Some of us were of the opinion that it can happen when you don’t even realize that’s what is actually happening. It could be the first time you write a blog post, the first time you get a reader comment that really stays with you, the first time you put yourself out there.

But I’m interested in what you have to say-what do you think when you hear the word “activist?” When does that transformation from merely being passionate to becoming an activist occur?

Thanks again to WEGO Health for a great evening that set the stage for relevant and inspiring conversations. Looking forward to the next meet-up!

Mid-Week Reading: Shared Experiences and Health Social Networking

It’s that time again! The March Pain-Blog Carnival is now posted at How to Cope with Pain, featuring the month’s best posts about living with chronic pain. New bloggers are always welcome to contribute.

Speaking of sharing insights and experience, I’m sure you’ve come across this New York Times Magazine article called “Practicing Patients.” It discusses PatientsLikeMe, a web community which “seeks to go a mile deeper than health-information sites like WebMD or online support groups like Daily Strength. The members of PatientsLikeMe don’t just share their experiences anecdotally; they quantify them, breaking down their symptoms and treatments into hard data.

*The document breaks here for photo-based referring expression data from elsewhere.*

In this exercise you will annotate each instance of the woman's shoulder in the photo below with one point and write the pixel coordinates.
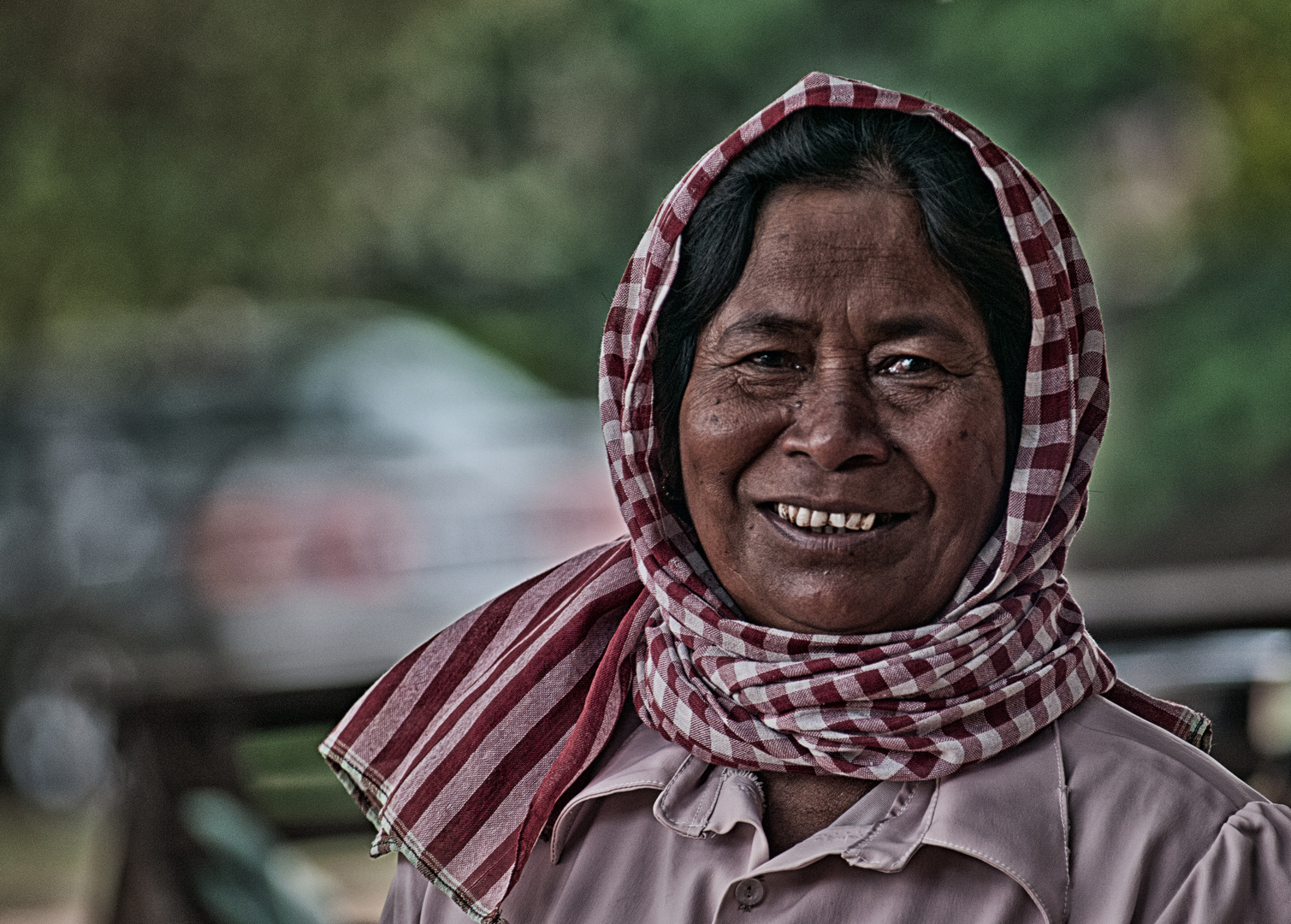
(1153, 819)
(1112, 754)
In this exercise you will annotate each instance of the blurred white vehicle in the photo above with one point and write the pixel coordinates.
(264, 498)
(457, 477)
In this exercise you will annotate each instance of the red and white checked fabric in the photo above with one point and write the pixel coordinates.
(461, 753)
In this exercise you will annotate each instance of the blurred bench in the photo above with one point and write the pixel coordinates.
(175, 746)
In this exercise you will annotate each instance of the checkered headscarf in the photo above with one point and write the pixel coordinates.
(462, 750)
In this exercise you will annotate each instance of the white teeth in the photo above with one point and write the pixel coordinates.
(822, 522)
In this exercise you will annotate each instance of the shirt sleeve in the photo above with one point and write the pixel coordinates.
(412, 900)
(1245, 876)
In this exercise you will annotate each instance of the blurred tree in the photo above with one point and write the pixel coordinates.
(494, 162)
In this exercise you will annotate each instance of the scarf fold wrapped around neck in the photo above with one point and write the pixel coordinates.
(461, 753)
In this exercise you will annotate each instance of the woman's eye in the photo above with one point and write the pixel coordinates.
(908, 365)
(773, 359)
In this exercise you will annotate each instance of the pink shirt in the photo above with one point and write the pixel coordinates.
(1100, 817)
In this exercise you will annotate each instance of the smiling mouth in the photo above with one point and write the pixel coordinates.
(824, 522)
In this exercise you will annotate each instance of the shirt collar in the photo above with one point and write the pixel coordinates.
(979, 811)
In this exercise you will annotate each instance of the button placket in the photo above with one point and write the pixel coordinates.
(749, 893)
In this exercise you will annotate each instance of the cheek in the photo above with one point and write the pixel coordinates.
(720, 433)
(959, 451)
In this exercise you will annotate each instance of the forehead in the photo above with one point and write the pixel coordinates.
(824, 256)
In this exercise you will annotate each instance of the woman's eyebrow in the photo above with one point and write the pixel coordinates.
(766, 324)
(915, 325)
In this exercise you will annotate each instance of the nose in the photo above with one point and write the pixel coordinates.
(836, 422)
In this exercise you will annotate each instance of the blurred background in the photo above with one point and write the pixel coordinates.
(299, 310)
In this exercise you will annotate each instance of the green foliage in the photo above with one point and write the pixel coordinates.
(494, 162)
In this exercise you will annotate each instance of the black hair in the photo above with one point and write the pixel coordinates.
(850, 149)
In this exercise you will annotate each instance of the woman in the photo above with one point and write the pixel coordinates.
(852, 385)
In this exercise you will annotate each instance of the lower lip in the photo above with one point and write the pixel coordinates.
(844, 540)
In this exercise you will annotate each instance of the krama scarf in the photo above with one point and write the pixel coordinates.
(459, 754)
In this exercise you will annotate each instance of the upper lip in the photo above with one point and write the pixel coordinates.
(832, 506)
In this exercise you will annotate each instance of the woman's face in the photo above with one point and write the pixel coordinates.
(850, 377)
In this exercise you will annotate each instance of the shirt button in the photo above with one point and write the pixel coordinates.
(749, 893)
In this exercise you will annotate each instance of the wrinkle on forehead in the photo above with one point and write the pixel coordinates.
(849, 234)
(819, 249)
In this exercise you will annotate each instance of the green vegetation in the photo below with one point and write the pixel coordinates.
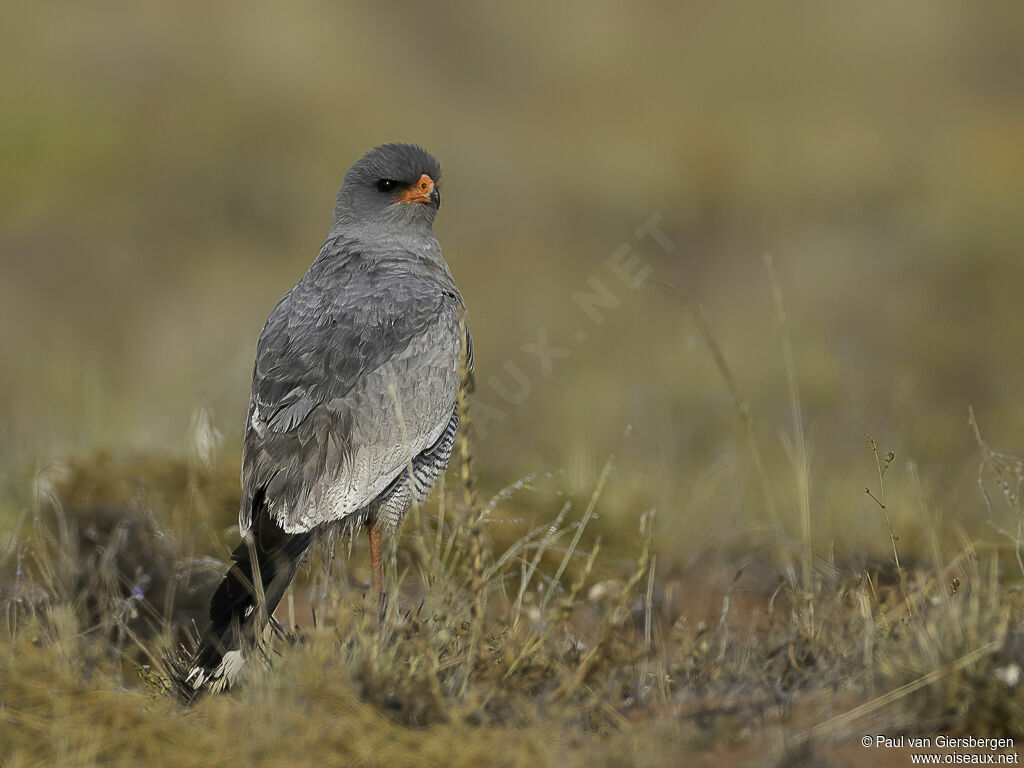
(724, 589)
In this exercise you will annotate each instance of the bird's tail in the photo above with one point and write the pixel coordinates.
(263, 565)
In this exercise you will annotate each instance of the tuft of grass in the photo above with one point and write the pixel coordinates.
(519, 644)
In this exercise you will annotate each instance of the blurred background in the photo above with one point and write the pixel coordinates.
(169, 171)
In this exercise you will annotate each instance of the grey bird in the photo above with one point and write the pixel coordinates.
(353, 412)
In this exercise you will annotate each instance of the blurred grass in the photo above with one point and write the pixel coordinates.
(169, 173)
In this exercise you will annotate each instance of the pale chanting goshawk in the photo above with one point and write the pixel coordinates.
(353, 411)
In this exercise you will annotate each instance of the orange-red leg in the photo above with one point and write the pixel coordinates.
(376, 556)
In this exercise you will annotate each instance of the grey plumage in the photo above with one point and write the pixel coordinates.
(355, 380)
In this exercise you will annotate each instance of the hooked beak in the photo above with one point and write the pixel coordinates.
(423, 190)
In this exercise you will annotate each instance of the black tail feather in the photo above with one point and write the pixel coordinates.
(263, 565)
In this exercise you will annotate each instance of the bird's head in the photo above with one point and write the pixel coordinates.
(393, 186)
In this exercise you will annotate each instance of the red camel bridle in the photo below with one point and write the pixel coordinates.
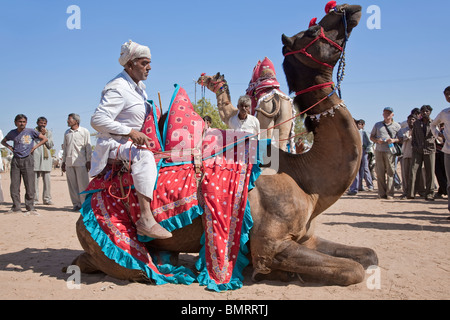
(340, 75)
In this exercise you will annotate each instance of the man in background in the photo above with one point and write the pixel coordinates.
(22, 163)
(43, 163)
(76, 161)
(444, 117)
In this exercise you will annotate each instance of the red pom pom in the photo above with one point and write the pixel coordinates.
(313, 22)
(330, 5)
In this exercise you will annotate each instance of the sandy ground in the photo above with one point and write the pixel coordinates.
(410, 237)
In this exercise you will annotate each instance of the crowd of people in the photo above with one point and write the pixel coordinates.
(423, 152)
(424, 157)
(32, 161)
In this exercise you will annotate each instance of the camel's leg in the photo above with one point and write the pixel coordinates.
(365, 256)
(312, 265)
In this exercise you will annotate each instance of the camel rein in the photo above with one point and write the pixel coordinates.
(341, 68)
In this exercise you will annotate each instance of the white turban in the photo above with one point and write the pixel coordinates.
(131, 50)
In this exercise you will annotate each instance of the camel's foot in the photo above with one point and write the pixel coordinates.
(365, 256)
(311, 265)
(155, 231)
(277, 275)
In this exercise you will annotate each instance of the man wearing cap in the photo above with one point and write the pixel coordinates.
(444, 137)
(384, 133)
(119, 119)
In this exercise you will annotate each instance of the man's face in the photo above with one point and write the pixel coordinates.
(140, 68)
(71, 121)
(41, 124)
(21, 123)
(244, 109)
(387, 115)
(425, 113)
(447, 95)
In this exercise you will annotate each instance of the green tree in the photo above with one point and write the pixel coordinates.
(204, 107)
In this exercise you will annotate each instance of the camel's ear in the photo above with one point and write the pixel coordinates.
(287, 41)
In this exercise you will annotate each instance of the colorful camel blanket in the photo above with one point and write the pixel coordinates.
(229, 168)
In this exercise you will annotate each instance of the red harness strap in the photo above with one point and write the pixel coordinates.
(320, 36)
(316, 87)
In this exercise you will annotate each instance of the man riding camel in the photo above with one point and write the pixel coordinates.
(119, 119)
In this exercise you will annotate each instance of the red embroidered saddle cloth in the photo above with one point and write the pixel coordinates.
(226, 168)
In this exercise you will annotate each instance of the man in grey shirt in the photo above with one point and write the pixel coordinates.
(384, 133)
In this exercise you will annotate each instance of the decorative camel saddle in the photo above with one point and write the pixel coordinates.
(201, 172)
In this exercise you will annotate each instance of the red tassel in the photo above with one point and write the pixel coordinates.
(330, 5)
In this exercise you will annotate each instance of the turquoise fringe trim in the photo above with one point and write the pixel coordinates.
(236, 278)
(181, 275)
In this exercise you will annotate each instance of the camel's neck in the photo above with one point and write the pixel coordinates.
(328, 169)
(225, 107)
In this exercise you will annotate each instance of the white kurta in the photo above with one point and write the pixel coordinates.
(123, 107)
(249, 125)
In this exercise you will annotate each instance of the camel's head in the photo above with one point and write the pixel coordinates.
(214, 83)
(320, 46)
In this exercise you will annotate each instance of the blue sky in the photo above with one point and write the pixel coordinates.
(49, 70)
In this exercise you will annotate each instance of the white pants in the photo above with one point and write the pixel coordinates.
(46, 193)
(77, 181)
(143, 166)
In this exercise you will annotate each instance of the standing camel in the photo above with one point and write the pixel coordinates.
(274, 109)
(285, 205)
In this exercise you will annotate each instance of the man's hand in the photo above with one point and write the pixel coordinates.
(139, 138)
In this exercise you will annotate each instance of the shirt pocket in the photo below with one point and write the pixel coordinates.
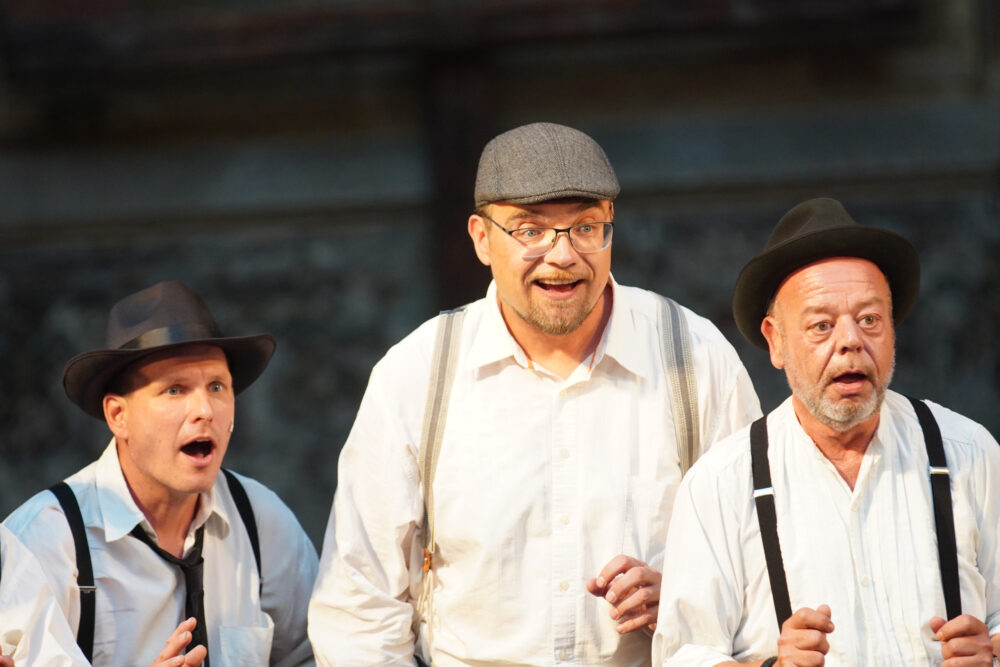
(246, 645)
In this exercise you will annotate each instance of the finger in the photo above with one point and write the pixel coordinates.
(195, 656)
(617, 565)
(638, 620)
(958, 647)
(809, 619)
(637, 600)
(176, 642)
(639, 577)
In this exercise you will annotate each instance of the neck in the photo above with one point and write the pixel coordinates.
(561, 354)
(844, 449)
(170, 514)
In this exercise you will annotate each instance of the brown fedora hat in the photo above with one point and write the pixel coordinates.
(813, 230)
(166, 315)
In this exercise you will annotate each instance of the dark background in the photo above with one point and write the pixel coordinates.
(307, 166)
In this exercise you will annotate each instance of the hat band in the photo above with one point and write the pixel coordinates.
(176, 333)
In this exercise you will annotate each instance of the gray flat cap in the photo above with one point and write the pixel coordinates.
(543, 161)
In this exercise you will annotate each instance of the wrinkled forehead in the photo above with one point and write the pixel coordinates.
(847, 278)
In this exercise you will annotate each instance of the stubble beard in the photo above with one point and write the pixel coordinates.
(841, 416)
(554, 319)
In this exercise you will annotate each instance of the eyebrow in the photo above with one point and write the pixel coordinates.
(867, 303)
(527, 213)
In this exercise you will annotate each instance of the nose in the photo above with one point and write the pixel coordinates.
(849, 336)
(562, 251)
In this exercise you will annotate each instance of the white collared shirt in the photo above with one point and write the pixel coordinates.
(870, 553)
(540, 482)
(33, 629)
(140, 597)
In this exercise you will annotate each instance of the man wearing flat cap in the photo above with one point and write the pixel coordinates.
(852, 525)
(503, 496)
(152, 550)
(33, 630)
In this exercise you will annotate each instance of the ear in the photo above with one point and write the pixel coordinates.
(115, 412)
(478, 230)
(772, 334)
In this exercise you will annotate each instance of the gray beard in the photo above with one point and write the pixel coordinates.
(559, 323)
(839, 417)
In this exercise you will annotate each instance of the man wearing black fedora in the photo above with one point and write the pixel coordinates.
(504, 494)
(151, 550)
(852, 525)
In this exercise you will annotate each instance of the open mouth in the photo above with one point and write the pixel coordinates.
(198, 448)
(853, 378)
(558, 286)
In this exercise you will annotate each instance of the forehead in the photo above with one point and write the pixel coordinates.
(840, 279)
(209, 358)
(550, 209)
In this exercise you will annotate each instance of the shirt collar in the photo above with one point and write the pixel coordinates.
(493, 342)
(118, 508)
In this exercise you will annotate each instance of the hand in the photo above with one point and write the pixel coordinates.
(172, 653)
(803, 637)
(964, 636)
(632, 588)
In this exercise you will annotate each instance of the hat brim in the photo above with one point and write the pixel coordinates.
(87, 376)
(760, 278)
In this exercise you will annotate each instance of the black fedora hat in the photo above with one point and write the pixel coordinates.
(813, 230)
(166, 315)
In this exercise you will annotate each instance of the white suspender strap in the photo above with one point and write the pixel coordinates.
(435, 415)
(679, 369)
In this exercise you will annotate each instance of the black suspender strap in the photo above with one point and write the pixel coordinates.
(85, 570)
(249, 520)
(763, 496)
(944, 520)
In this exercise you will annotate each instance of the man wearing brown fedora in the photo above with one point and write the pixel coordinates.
(151, 550)
(33, 630)
(852, 525)
(504, 493)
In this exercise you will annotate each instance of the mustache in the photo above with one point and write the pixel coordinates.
(865, 368)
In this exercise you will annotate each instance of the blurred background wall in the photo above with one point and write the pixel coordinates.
(307, 166)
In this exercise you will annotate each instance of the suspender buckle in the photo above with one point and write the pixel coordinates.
(428, 560)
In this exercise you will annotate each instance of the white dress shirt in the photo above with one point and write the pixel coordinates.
(540, 482)
(140, 596)
(870, 553)
(33, 629)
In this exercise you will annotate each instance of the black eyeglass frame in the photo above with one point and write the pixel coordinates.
(555, 237)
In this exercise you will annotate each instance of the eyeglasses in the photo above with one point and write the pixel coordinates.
(585, 237)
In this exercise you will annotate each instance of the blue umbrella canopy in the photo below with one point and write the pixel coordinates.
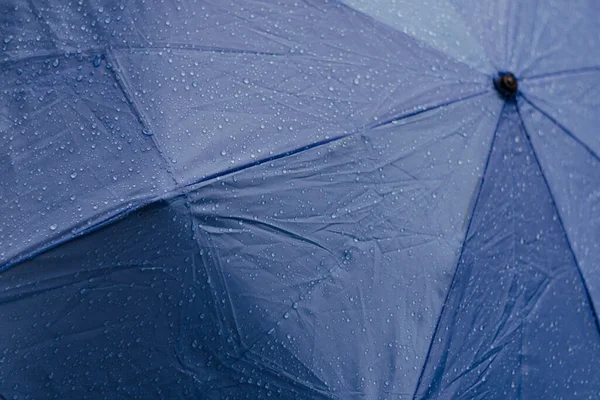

They note what hurts, where and for how long. They list their drugs and dosages and score how well they alleviate their symptoms. All this gets compiled over time, aggregated and crunched into tidy bar graphs and progress curves by the software behind the site. And it’s all open for comparison and analysis. By telling so much, the members of PatientsLikeMe are creating a rich database of disease treatment and patient experience.”

For patients with diseases like Parkinson’s, MS and AIDS, real-time discussion and analysis of treatment methods, dosages, and relatives success can provide invaluable—and hard to find—information.

This has been a big week in the health social networking world—Healia.com, the health search engine I’ve written about before in conjunction with social networking, just announced the launch of Healia Communities. The site is “a free online health community that enables people to get personal support for their health decisions from peers and experienced health professionals … Healia Communities allows people to share their health knowledge, experiences and favorite resources; provide personal support and connect with people sharing the same health concerns; and get answers to their questions from health experts,” according to the press release.

More than 200 health communities exist right now, and a feature that distinguishes the site from other patient disease sites and groups that connect patients with each other is the additional access to health professionals who can also help answer questions.

What dedicated blog carnivals and online communities like the two mentioned above point to is the ever-increasing influence of technology over the patient experience, a vital exchange of experience and practice with the potential to do much to improve how we manage disease. Check them out and see if they are the right fit for your needs.